7. D'autre part, si M A... C... s'est présenté de son propre chef et sans équipement de sécurité dans l'entrepôt, le 19 octobre 2017 afin d'aider un collègue qui ne le lui avait pas demandé et s'y est blessé, et si le non-respect des consignes de sécurité constitue une faute, ce manquement demeure isolé et ne peut être regardé comme faute d'une gravité suffisante pour justifier une mesure de licenciement.
8. En troisième lieu, M. Gass, secrétaire du CHSCT, a gardé le silence lors de l'entretien préalable au licenciement organisé le 29 novembre 2017 et n'a pas eu un rôle d'enquêteur, sa présence n'a ainsi pas vicié la procédure, contrairement à ce que mentionne l'inspecteur du travail dans sa décision. Dès lors sa présence n'a pu vicier la procédure d'instruction et, compte tenu du caractère surabondant de cette mention, elle n'a pu avoir d'incidence sur le sens de la décision litigieuse du 13 février 2018.

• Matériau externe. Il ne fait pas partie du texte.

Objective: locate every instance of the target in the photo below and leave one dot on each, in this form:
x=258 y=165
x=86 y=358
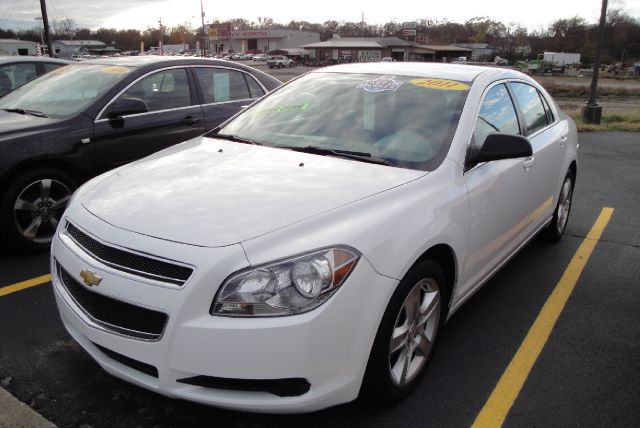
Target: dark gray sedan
x=85 y=118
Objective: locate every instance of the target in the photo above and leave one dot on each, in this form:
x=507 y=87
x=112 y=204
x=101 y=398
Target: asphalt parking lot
x=587 y=373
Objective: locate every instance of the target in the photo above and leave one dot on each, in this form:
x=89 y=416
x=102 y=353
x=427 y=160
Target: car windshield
x=401 y=121
x=65 y=91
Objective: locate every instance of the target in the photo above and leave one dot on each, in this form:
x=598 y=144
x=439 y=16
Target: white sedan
x=310 y=248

9. Enfin, la décision de refus d'autorisation de licencier ne reposant pas sur l'existence d'un lien entre le mandat détenu par M. A... C... et la demande de licenciement, la contestation de l'appréciation d'un tel lien doit être écartée comme inopérante.
10. Il résulte de ce qui précède que la société CEAT Électronique n'est pas fondée à soutenir que c'est à tort que, par le jugement du 28 mai 2019, le tribunal administratif de Dijon a rejeté sa demande d'annulation. Les conclusions de sa requête présentées aux mêmes fins doivent être rejetées, ainsi que par voie de conséquence, celles qu'elle présente au titre de l'article L. 761-1 du code de justice administrative.
DÉCIDE :
Article 1er : La requête de la société CEAT Électronique est rejetée.

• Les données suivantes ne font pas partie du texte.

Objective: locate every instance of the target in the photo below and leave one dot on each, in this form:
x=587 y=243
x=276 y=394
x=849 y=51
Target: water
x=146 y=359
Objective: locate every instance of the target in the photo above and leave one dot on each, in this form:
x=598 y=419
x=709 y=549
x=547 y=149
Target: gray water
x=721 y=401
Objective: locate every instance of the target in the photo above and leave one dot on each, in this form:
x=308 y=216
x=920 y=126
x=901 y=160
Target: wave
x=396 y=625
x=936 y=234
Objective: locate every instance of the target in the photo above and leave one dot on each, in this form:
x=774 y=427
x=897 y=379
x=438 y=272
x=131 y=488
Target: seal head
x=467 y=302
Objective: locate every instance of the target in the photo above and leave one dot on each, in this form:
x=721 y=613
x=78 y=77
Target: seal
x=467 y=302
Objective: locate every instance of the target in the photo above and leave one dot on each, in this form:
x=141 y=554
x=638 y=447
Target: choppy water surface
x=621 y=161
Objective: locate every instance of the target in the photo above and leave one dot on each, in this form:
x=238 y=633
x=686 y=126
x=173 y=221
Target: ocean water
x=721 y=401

Article 2 : Le présent arrêt sera notifié à la société Centre Électronique de l'Audiovisuel et des Transmissions (CEAT Électronique).
Délibéré après l'audience du 26 novembre 2020 à laquelle siégeaient :
M. Arbarétaz, président de chambre ;
M. Seillet, président assesseur ;
Mme Djebiri, premier conseiller.
Rendu public par mise à disposition au greffe, le 17 décembre 2020.